It appears we're back to square one when it comes to how best to welcome tourists coming into Northwestern Ontario through the Fort Frances border crossing.
The town has done an admirable job filling the void when the Ontario government abruptly shuttered several tourist information centres across the province, including the one here. For the past few years, it paid a lease to occupy the centre during the summer months in order to provide information to visitors—and give them a convenient place to use restroom facilities following a long wait in a border lineup.
The town also invested in attractive displays there, particularly the full-sized stuffed moose. There also was talk of having a bass in a fish tank there.
The cost of the lease had been shared with the Sunset Country Tourism Association, which made sense given Fort Frances is the main welcome mat for all of Northwestern Ontario.

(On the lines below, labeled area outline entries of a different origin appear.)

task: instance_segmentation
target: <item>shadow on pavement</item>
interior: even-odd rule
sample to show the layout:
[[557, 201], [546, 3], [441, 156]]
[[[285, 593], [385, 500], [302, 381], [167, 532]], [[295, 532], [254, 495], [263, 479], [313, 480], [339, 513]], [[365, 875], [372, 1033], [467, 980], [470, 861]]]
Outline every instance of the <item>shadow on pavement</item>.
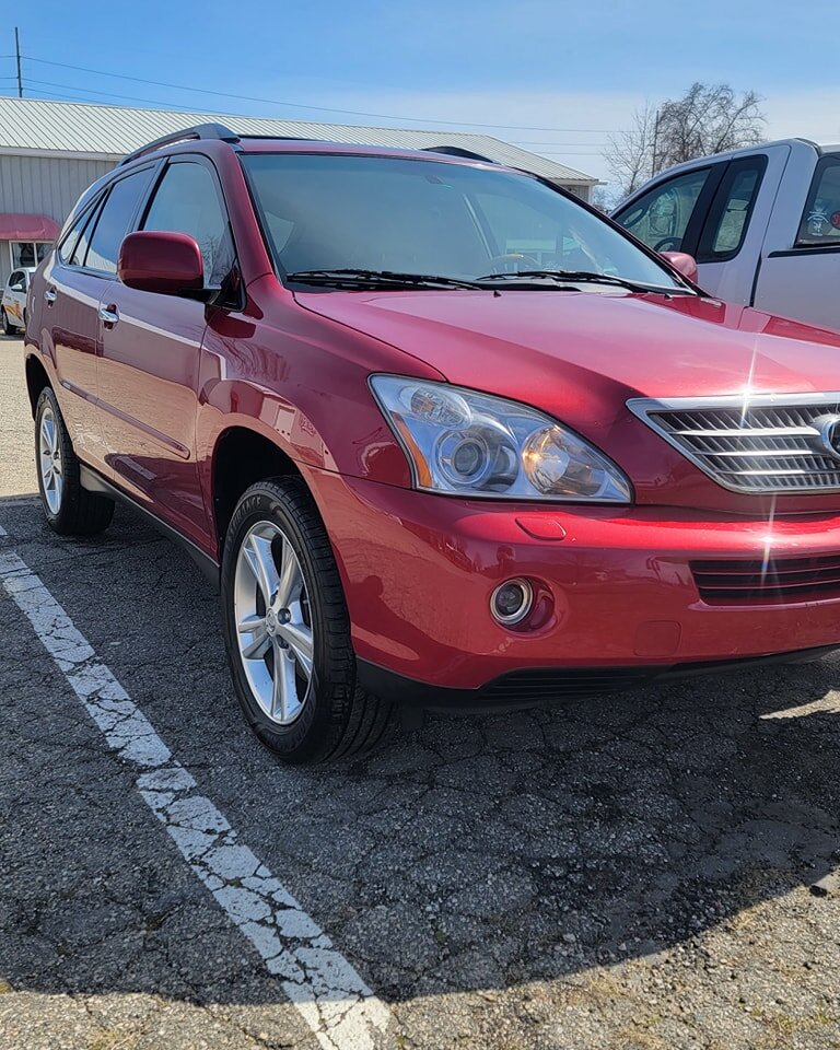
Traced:
[[[783, 955], [807, 969], [831, 941], [835, 658], [430, 720], [363, 761], [285, 769], [240, 718], [215, 597], [182, 553], [121, 511], [96, 542], [59, 541], [36, 508], [0, 505], [0, 522], [202, 791], [381, 998], [560, 982], [552, 994], [564, 1002], [570, 979], [622, 960], [678, 949], [702, 968], [715, 931], [728, 961], [712, 965], [739, 980], [756, 953], [767, 962], [750, 925], [762, 906], [820, 879], [791, 905]], [[130, 770], [18, 610], [3, 600], [0, 614], [0, 977], [46, 992], [170, 982], [202, 1002], [268, 994], [256, 955], [136, 796]]]

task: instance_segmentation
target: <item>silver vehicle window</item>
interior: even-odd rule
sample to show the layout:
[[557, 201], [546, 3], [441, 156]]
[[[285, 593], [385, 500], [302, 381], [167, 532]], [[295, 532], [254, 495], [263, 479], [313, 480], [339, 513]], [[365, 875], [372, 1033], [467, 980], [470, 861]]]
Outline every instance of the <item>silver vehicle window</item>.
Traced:
[[840, 155], [824, 156], [800, 221], [796, 247], [840, 244]]

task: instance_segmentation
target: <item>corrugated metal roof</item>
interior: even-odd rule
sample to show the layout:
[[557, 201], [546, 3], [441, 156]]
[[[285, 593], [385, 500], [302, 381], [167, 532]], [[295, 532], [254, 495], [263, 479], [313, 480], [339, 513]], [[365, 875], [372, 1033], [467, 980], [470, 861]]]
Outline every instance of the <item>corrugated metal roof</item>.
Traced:
[[346, 124], [310, 124], [268, 117], [232, 117], [213, 113], [171, 109], [132, 109], [124, 106], [48, 102], [0, 96], [0, 149], [45, 152], [98, 153], [118, 158], [152, 139], [194, 124], [218, 121], [240, 135], [277, 135], [364, 145], [422, 149], [457, 145], [511, 167], [522, 167], [556, 182], [595, 185], [597, 179], [545, 156], [520, 150], [490, 135], [453, 131], [415, 131], [401, 128], [354, 127]]

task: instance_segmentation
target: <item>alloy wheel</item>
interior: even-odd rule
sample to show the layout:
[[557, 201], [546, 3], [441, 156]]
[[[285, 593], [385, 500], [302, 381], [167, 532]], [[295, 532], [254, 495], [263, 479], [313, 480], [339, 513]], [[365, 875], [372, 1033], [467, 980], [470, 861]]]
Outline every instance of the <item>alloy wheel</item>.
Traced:
[[61, 458], [58, 423], [49, 406], [40, 415], [38, 470], [44, 489], [44, 499], [49, 512], [50, 514], [58, 514], [61, 510], [61, 499], [65, 492], [65, 466]]
[[234, 616], [240, 658], [255, 700], [290, 725], [312, 686], [315, 637], [303, 570], [285, 533], [253, 525], [236, 556]]

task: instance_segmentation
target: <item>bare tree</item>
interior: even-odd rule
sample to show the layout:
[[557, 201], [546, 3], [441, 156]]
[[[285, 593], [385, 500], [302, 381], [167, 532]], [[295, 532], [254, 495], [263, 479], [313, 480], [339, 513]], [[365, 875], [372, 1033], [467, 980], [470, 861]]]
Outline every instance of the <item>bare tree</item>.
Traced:
[[672, 164], [762, 140], [766, 118], [754, 91], [730, 84], [692, 84], [681, 98], [633, 114], [633, 127], [612, 136], [604, 155], [623, 195]]

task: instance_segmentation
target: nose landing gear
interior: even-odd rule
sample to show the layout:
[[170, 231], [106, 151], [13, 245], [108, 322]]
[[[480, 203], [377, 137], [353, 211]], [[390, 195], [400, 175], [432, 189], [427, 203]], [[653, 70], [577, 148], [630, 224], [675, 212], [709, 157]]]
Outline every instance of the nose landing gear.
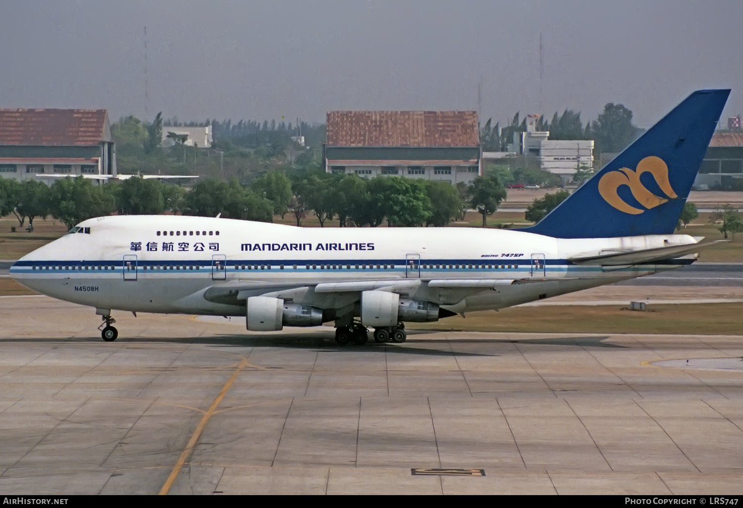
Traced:
[[111, 326], [116, 322], [116, 319], [111, 316], [103, 316], [103, 322], [98, 327], [100, 330], [100, 336], [107, 342], [113, 342], [119, 336], [119, 330]]
[[[387, 341], [396, 343], [404, 342], [407, 339], [405, 333], [405, 325], [398, 323], [397, 326], [380, 327], [374, 330], [374, 340], [381, 344]], [[366, 327], [360, 323], [354, 323], [351, 326], [340, 326], [335, 329], [335, 342], [340, 345], [353, 342], [357, 345], [363, 345], [369, 340], [369, 333]]]

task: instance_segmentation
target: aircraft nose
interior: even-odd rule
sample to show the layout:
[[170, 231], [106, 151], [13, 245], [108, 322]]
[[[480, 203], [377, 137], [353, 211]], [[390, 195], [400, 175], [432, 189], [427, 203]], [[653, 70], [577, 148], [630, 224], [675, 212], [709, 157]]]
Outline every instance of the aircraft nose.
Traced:
[[17, 263], [18, 261], [0, 261], [0, 275], [9, 275], [12, 279], [15, 279], [16, 276], [13, 273], [13, 267]]

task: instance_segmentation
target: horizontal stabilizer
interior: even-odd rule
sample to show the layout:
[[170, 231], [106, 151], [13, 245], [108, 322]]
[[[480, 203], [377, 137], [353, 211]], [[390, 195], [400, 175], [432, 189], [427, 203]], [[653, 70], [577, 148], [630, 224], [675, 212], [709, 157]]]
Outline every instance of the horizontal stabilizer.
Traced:
[[613, 251], [609, 254], [571, 258], [568, 261], [574, 264], [588, 264], [601, 267], [649, 263], [655, 261], [673, 259], [674, 258], [686, 255], [687, 254], [693, 254], [702, 249], [707, 249], [714, 245], [719, 245], [721, 243], [725, 243], [725, 241], [724, 240], [715, 240], [713, 241], [700, 242], [698, 244], [673, 245], [671, 247], [658, 247], [657, 249], [645, 249], [643, 250]]

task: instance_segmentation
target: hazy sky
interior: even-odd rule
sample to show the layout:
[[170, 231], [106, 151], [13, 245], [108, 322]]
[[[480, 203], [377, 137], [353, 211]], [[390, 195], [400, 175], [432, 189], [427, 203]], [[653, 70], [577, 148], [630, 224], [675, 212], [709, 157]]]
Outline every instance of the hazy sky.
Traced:
[[477, 109], [481, 80], [483, 123], [614, 102], [649, 126], [716, 87], [743, 112], [741, 0], [0, 0], [0, 107], [143, 117], [145, 26], [149, 118]]

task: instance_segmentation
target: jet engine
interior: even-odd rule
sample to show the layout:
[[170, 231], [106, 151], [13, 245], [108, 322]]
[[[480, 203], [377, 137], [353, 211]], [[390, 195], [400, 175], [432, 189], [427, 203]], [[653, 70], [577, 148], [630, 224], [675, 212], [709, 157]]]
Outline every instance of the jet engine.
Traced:
[[284, 304], [282, 322], [287, 326], [319, 326], [322, 324], [322, 310], [308, 305]]
[[416, 323], [438, 321], [438, 314], [439, 307], [435, 303], [410, 300], [406, 298], [400, 299], [398, 316], [400, 321], [410, 321]]
[[280, 298], [250, 296], [247, 299], [247, 325], [250, 331], [275, 331], [287, 326], [319, 326], [322, 310], [308, 305], [285, 304]]
[[284, 300], [270, 296], [250, 296], [246, 307], [246, 323], [250, 331], [274, 331], [282, 329]]
[[364, 326], [395, 326], [398, 324], [400, 295], [387, 291], [361, 292], [361, 324]]

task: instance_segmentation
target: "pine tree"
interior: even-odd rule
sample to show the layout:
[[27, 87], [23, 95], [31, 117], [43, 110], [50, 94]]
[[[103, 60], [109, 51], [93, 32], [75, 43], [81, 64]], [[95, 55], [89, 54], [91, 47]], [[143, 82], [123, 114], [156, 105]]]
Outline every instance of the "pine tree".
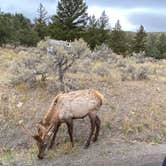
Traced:
[[99, 20], [98, 20], [98, 28], [99, 28], [99, 43], [107, 44], [109, 39], [109, 18], [106, 15], [105, 11], [102, 12]]
[[44, 39], [44, 37], [47, 36], [48, 34], [47, 32], [48, 13], [43, 4], [40, 3], [37, 13], [38, 17], [35, 18], [34, 30], [38, 33], [40, 39]]
[[109, 40], [109, 46], [117, 54], [124, 54], [127, 50], [126, 35], [122, 31], [120, 21], [117, 20]]
[[155, 34], [149, 34], [146, 42], [146, 56], [157, 58], [159, 55], [158, 38]]
[[140, 26], [133, 41], [132, 50], [136, 53], [143, 52], [146, 49], [146, 32], [143, 25]]
[[68, 41], [79, 38], [87, 18], [87, 6], [83, 0], [60, 0], [57, 14], [49, 26], [51, 37]]
[[159, 36], [159, 41], [158, 41], [158, 49], [160, 51], [160, 54], [166, 53], [166, 35], [162, 33]]
[[105, 11], [102, 12], [99, 19], [91, 16], [88, 19], [86, 32], [84, 33], [84, 40], [93, 50], [96, 46], [107, 44], [109, 39], [108, 16]]

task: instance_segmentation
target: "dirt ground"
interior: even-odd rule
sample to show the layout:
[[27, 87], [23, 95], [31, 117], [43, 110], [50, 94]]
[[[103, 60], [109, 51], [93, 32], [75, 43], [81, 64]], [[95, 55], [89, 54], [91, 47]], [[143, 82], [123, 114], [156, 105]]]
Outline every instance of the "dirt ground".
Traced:
[[[124, 60], [133, 63], [129, 59]], [[113, 63], [108, 63], [106, 68]], [[81, 64], [75, 67], [78, 72], [66, 74], [65, 79], [70, 80], [76, 89], [95, 88], [104, 95], [99, 111], [102, 122], [99, 140], [92, 143], [89, 149], [83, 149], [90, 123], [88, 118], [76, 120], [75, 147], [71, 148], [66, 126], [63, 125], [54, 149], [47, 151], [43, 160], [38, 160], [35, 141], [21, 130], [18, 121], [23, 119], [35, 133], [36, 123], [57, 93], [46, 87], [27, 88], [23, 84], [8, 87], [4, 83], [5, 76], [0, 75], [1, 99], [4, 95], [4, 101], [0, 103], [0, 165], [161, 166], [166, 156], [166, 62], [158, 62], [158, 67], [145, 62], [144, 65], [149, 68], [156, 68], [156, 72], [148, 73], [148, 79], [125, 81], [117, 79], [120, 73], [113, 70], [114, 66], [107, 75], [102, 70], [98, 71], [99, 74], [93, 70], [87, 72], [89, 66], [96, 69], [98, 65], [103, 65], [103, 69], [105, 62], [88, 62], [87, 69], [83, 62]], [[2, 67], [0, 70], [5, 75], [6, 69]], [[159, 79], [159, 72], [162, 80]]]
[[[2, 89], [2, 91], [4, 91], [4, 89]], [[146, 109], [146, 107], [152, 102], [157, 103], [162, 107], [162, 109], [165, 109], [165, 91], [165, 84], [159, 82], [123, 82], [116, 86], [112, 85], [112, 87], [110, 87], [110, 91], [108, 91], [108, 89], [104, 91], [106, 99], [99, 116], [102, 118], [102, 112], [112, 111], [113, 109], [120, 110], [121, 114], [125, 114], [128, 110], [131, 111], [135, 108]], [[35, 94], [35, 96], [36, 95], [37, 94]], [[50, 101], [51, 98], [52, 97], [50, 96]], [[48, 98], [44, 98], [43, 100], [47, 101]], [[108, 101], [110, 101], [111, 107]], [[29, 102], [26, 104], [29, 105]], [[45, 107], [47, 106], [49, 106], [49, 103], [45, 104], [44, 102], [41, 110], [42, 113], [40, 115], [43, 114]], [[27, 122], [28, 121], [29, 119]], [[89, 132], [87, 130], [89, 125], [88, 121], [88, 119], [78, 120], [74, 125], [74, 138], [76, 140], [76, 146], [74, 149], [67, 147], [67, 150], [65, 151], [65, 148], [62, 146], [64, 146], [64, 141], [69, 144], [68, 135], [66, 132], [60, 131], [59, 136], [57, 136], [57, 142], [59, 145], [57, 145], [58, 147], [55, 146], [54, 149], [57, 150], [59, 148], [62, 149], [63, 152], [46, 152], [45, 159], [40, 161], [36, 157], [37, 151], [34, 150], [32, 154], [33, 157], [30, 161], [29, 157], [26, 156], [26, 154], [29, 155], [29, 152], [25, 152], [23, 155], [24, 157], [17, 156], [9, 163], [6, 164], [3, 162], [1, 165], [161, 166], [166, 154], [166, 144], [154, 144], [153, 142], [140, 142], [137, 140], [126, 141], [121, 137], [119, 132], [116, 131], [116, 128], [114, 128], [116, 126], [113, 126], [111, 130], [105, 129], [104, 126], [102, 126], [99, 141], [91, 144], [89, 149], [83, 149], [84, 141]], [[2, 147], [8, 147], [9, 149], [14, 149], [16, 153], [22, 153], [22, 151], [26, 151], [26, 149], [31, 148], [31, 144], [34, 144], [35, 146], [35, 142], [33, 140], [29, 140], [18, 126], [15, 126], [13, 122], [6, 122], [7, 121], [3, 117], [0, 118], [0, 124], [2, 126], [0, 129], [0, 143]], [[28, 123], [28, 126], [32, 127], [33, 124]], [[62, 130], [65, 130], [64, 127], [62, 127]], [[79, 139], [81, 142], [79, 142]], [[56, 153], [58, 154], [55, 155]]]

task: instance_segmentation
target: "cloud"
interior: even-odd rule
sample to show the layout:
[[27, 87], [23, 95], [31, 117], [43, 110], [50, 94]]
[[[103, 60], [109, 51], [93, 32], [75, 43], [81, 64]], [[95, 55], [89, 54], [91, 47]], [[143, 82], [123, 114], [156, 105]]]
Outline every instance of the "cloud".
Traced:
[[[2, 0], [0, 0], [1, 2]], [[23, 13], [25, 16], [34, 19], [37, 15], [37, 9], [39, 8], [39, 4], [42, 3], [48, 14], [52, 15], [56, 13], [58, 0], [10, 0], [3, 1], [1, 3], [0, 8], [1, 11], [10, 12], [10, 13]]]
[[102, 8], [98, 6], [89, 7], [88, 13], [90, 15], [95, 15], [97, 18], [101, 16], [102, 11], [105, 10], [107, 16], [109, 17], [109, 24], [114, 27], [117, 20], [120, 20], [120, 24], [124, 30], [136, 30], [135, 25], [133, 25], [128, 19], [128, 10], [126, 9], [116, 9], [116, 8]]
[[[56, 13], [58, 0], [0, 0], [0, 8], [4, 12], [23, 13], [33, 20], [39, 3], [45, 6], [49, 15]], [[165, 31], [165, 0], [86, 0], [86, 3], [88, 13], [97, 18], [105, 10], [111, 27], [119, 19], [124, 30], [136, 31], [143, 24], [147, 31]]]
[[156, 13], [133, 13], [129, 15], [128, 20], [132, 24], [139, 26], [140, 24], [144, 25], [145, 30], [151, 32], [157, 31], [166, 31], [166, 13], [161, 14], [160, 12]]
[[118, 8], [135, 8], [135, 7], [165, 7], [166, 1], [164, 0], [102, 0], [96, 2], [96, 0], [87, 0], [89, 5], [93, 6], [98, 4], [100, 7], [118, 7]]

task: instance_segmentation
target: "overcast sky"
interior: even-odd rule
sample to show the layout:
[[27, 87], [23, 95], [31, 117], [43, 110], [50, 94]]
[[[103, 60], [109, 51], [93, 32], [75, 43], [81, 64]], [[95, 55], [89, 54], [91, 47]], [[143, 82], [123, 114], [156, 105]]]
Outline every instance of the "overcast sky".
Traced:
[[[58, 0], [0, 0], [1, 11], [21, 12], [33, 19], [39, 3], [49, 15], [56, 13]], [[97, 18], [105, 10], [111, 27], [119, 19], [123, 30], [136, 31], [143, 24], [146, 31], [166, 31], [166, 0], [86, 0], [89, 15]]]

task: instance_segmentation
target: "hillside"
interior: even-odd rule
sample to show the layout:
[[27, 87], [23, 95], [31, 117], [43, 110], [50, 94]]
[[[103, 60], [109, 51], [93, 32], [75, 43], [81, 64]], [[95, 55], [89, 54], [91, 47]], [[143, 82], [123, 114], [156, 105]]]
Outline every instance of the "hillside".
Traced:
[[166, 61], [141, 55], [123, 58], [110, 49], [80, 58], [65, 74], [66, 91], [94, 88], [104, 95], [98, 142], [83, 149], [89, 119], [75, 120], [75, 147], [71, 148], [63, 125], [55, 148], [39, 161], [35, 141], [22, 131], [18, 121], [23, 119], [36, 132], [36, 123], [60, 91], [57, 75], [50, 73], [44, 84], [37, 79], [33, 87], [29, 82], [11, 84], [13, 64], [24, 55], [37, 54], [37, 49], [0, 48], [0, 165], [161, 164], [166, 153]]

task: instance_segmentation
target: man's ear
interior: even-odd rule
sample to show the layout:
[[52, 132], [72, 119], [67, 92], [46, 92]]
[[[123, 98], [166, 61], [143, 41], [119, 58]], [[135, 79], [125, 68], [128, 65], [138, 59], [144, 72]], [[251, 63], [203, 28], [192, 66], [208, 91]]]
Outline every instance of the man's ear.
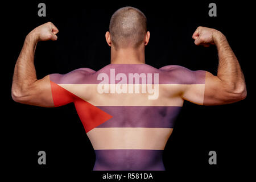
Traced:
[[149, 31], [147, 31], [147, 33], [146, 33], [145, 40], [144, 40], [144, 43], [145, 46], [147, 46], [147, 44], [148, 43], [150, 37], [150, 32]]
[[105, 36], [106, 37], [106, 41], [107, 42], [108, 44], [109, 44], [109, 46], [111, 47], [112, 42], [110, 39], [110, 34], [109, 31], [107, 31], [106, 32]]

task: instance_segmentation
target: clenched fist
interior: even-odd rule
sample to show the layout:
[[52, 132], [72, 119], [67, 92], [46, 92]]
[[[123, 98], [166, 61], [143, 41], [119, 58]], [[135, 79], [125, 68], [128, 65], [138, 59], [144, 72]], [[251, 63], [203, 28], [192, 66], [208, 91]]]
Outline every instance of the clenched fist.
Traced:
[[38, 41], [56, 40], [59, 30], [51, 22], [48, 22], [34, 29], [30, 34], [33, 34]]
[[224, 37], [224, 35], [220, 31], [204, 27], [198, 27], [192, 35], [196, 45], [204, 47], [216, 44], [217, 40]]

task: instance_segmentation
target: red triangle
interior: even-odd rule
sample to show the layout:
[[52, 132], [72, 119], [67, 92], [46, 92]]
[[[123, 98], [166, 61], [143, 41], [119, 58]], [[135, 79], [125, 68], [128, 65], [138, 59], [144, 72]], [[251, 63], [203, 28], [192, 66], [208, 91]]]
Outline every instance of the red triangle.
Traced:
[[113, 117], [52, 81], [51, 86], [55, 106], [57, 107], [73, 102], [86, 133]]

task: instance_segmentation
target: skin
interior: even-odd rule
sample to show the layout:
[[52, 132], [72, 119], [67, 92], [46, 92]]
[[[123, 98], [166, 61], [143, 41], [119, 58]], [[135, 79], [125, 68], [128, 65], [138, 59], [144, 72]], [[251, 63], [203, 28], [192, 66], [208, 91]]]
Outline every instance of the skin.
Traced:
[[[26, 36], [14, 69], [11, 96], [15, 101], [43, 107], [54, 106], [49, 76], [37, 79], [34, 60], [37, 43], [40, 41], [56, 40], [58, 32], [52, 23], [48, 22], [35, 28]], [[105, 36], [111, 47], [111, 63], [145, 63], [144, 48], [150, 36], [148, 31], [145, 35], [144, 42], [137, 49], [127, 48], [117, 51], [112, 43], [109, 32]], [[215, 45], [219, 57], [217, 75], [214, 76], [206, 72], [203, 105], [226, 104], [244, 99], [246, 97], [246, 88], [243, 75], [226, 37], [215, 29], [199, 27], [192, 38], [197, 46], [207, 47]], [[184, 100], [197, 102], [197, 93], [189, 86], [184, 86], [179, 91]]]

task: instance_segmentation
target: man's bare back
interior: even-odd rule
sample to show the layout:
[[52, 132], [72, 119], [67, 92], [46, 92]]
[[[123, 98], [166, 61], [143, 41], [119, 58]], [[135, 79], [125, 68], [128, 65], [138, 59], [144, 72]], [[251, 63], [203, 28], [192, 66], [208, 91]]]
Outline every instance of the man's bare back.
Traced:
[[203, 104], [205, 77], [177, 65], [111, 64], [50, 80], [55, 105], [76, 106], [95, 150], [94, 170], [164, 170], [162, 152], [183, 104], [180, 88], [196, 90]]
[[56, 40], [58, 32], [48, 22], [28, 34], [15, 65], [12, 97], [42, 107], [73, 102], [95, 150], [94, 170], [164, 170], [163, 151], [184, 100], [216, 105], [246, 97], [239, 63], [225, 36], [215, 29], [199, 27], [192, 38], [196, 45], [216, 46], [216, 76], [177, 65], [158, 69], [145, 64], [150, 36], [146, 16], [137, 9], [122, 8], [112, 16], [105, 35], [112, 64], [97, 72], [80, 68], [38, 80], [36, 44]]

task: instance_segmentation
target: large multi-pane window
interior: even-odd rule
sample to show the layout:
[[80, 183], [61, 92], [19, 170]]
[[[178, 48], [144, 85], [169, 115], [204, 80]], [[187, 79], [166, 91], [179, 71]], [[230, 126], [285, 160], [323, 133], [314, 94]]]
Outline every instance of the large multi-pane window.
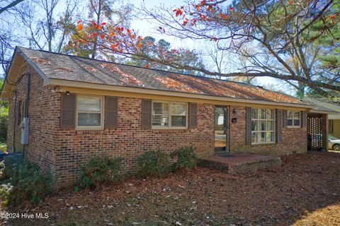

But with that grant no longer available, the cost to remain in the tourist information centre is too prohibitive to continue.
The town has opted to stay for this summer (until the end of August), then it will be left to find a new location to offer tourist information starting in 2018. Possible options include the Fort Frances Museum and the Sorting Gap Marina, or setting up a tent at either the new Rainy Lake Market Square or at the border.
In the end, though, the best place to provide such information is in the centre itself, with its convenient location, attractive appearance, accessible restrooms, and adequate parking for motorists driving motorhomes or pulling boats/campers.
What really needs to be done is for the province to reverse its idiotic decision to close the tourist information centres in the first place, especially the choice to abandon the one here while keeping the one at Pigeon River open even though it sees far less tourist traffic (we could mention it happens to be in a riding with a Liberal MPP but that would be cynical).
Our area depends on tourism as a major economic engine. As such, every effort must be made to promote the region.
Equally important, though, is being able to offer a welcoming atmosphere to entice visitors and keep them coming back.
That involves having a top-notch physical presence at the border, with the province shouldering the responsibility—and cost—as chief greeter.